NVFP4 (4-bit NVIDIA floating point) quantized version of allenai/Molmo2-8B for efficient inference.

Model Details

Property	Value
Base Model	allenai/Molmo2-8B
Quantization	NVFP4 (4-bit floating point)
Format	nvfp4-pack-quantized (compressed-tensors)
Model Size	~11GB (vs ~16GB original)
Vision Backbone	Full precision (not quantized)

Quantization Details

Method: NVFP4 quantization using llmcompressor
Target Layers: Linear layers (excluding vision backbone, lm_head, mlp.gate)
Precision: 4-bit symmetric floating point
Group Size: 16
Scale Dtype: torch.float8_e4m3fn

Usage with vLLM

Important: This model requires a custom vLLM build with NVFP4 quantized weight mapping support for Molmo2.

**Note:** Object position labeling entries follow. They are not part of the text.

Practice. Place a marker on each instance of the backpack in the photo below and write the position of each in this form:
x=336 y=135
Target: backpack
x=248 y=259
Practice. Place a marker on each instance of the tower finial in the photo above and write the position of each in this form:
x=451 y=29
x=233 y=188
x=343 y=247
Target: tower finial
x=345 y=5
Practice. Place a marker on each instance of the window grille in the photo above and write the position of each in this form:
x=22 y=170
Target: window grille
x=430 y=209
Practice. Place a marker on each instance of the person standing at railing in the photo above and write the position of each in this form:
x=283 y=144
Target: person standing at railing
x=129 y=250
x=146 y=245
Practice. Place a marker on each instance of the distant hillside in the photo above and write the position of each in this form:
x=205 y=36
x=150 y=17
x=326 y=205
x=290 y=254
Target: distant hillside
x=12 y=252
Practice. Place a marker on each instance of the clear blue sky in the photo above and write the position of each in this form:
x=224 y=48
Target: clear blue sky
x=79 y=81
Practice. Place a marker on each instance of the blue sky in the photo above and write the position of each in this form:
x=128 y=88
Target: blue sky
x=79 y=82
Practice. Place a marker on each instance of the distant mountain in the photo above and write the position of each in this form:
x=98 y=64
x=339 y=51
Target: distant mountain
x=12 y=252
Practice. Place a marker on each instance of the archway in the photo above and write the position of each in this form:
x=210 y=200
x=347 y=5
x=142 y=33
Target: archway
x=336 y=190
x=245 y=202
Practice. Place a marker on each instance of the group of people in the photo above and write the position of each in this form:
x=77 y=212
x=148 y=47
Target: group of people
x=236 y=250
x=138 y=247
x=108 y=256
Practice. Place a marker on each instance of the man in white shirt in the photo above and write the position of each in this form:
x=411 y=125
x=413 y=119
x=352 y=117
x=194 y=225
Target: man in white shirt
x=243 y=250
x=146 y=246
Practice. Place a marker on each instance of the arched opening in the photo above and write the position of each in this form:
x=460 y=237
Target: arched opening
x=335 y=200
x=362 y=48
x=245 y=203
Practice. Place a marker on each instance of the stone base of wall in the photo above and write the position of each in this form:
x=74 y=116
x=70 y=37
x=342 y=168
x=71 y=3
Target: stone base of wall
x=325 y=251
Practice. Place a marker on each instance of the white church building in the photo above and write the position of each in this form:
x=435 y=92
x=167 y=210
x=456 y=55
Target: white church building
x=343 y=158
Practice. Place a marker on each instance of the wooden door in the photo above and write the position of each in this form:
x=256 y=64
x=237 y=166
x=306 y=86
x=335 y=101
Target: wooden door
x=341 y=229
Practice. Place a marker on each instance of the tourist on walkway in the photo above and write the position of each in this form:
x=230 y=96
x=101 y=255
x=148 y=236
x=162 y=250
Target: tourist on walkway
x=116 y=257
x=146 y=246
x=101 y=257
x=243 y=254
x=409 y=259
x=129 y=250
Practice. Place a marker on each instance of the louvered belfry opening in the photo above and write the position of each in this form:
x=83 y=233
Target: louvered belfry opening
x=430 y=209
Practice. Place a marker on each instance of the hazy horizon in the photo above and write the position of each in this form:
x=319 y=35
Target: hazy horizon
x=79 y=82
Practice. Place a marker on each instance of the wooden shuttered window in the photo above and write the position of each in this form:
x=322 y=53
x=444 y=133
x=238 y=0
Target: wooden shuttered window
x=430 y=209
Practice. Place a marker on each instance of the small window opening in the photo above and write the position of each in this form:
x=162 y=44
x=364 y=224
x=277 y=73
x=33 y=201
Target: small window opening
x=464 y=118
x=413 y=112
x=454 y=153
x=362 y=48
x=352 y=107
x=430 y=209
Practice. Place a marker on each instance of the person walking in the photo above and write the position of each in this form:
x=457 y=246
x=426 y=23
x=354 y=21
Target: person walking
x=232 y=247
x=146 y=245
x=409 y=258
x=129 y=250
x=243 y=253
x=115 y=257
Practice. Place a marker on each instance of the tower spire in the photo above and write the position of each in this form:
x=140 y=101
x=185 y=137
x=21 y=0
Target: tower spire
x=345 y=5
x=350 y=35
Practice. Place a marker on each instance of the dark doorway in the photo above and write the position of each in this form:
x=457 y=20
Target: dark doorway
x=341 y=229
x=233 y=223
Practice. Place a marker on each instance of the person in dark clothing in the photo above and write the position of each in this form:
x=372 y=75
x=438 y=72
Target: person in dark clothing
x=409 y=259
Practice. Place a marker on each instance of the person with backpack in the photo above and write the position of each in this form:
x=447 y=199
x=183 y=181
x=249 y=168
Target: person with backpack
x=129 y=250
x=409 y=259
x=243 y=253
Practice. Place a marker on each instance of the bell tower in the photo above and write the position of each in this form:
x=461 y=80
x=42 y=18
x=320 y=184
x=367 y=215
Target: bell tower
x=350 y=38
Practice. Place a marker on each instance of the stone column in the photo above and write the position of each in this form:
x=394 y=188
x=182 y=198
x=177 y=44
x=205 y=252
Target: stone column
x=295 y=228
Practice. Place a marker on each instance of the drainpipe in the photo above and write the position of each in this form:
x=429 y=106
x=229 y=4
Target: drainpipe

Step 1: Start Docker Container

docker run -it --gpus all \
  --entrypoint /bin/bash \
  -e SETUPTOOLS_SCM_PRETEND_VERSION=0.9.0 \
  -v /path/to/your/models:/workspace/models \
  -p 8000:8000 \
  vllm/vllm-openai:latest

Step 2: Build Custom vLLM

Inside the container:

git clone https://github.com/George-Polya/vllm.git -b dev/molmo2-quantize
cd vllm
pip install --no-build-isolation -e .

Step 3: Serve the Model

vllm serve /workspace/models/Molmo2-8B-NVFP4 \
  --trust-remote-code \
  --max-model-len 4096 \
  --max-num-batched-tokens 8192

Step 4: Query the Model

from openai import OpenAI
import base64

client = OpenAI(base_url="http://localhost:8000/v1", api_key="EMPTY")

# With image URL
response = client.chat.completions.create(
    model="Molmo2-8B-NVFP4",
    messages=[
        {
            "role": "user",
            "content": [
                {"type": "image_url", "image_url": {"url": "https://example.com/image.jpg"}},
                {"type": "text", "text": "Describe this image."}
            ]
        }
    ],
    max_tokens=512
)
print(response.choices[0].message.content)

Why Custom vLLM Build?

The official vLLM does not yet support NVFP4 quantized weight loading for Molmo2's vision backbone. The custom branch adds:

prefix parameter to vision layers for proper weight name mapping
Extended hf_to_vllm_mapper patterns for quantized weight names

See: George-Polya/vllm@dev/molmo2-quantize

Quantization Recipe

default_stage:
  default_modifiers:
    QuantizationModifier:
      targets: [Linear]
      ignore: ['re:.*lm_head', 're:.*vision_backbone.*', 're:.*mlp.gate$']
      scheme: NVFP4

Model Variants Comparison

Model	Bits	Size	Quality
Molmo2-8B (original)	16	~16GB	Highest
Molmo2-8B-FP8	8	~13GB	High
Molmo2-8B-NVFP4	4	~11GB	Good

Limitations

Vision backbone remains in full precision to preserve image understanding quality
Requires custom vLLM build (not compatible with stock vLLM)
NVFP4 requires hardware support (NVIDIA Blackwell or newer recommended)

License

This model inherits the Apache 2.0 license from the base model.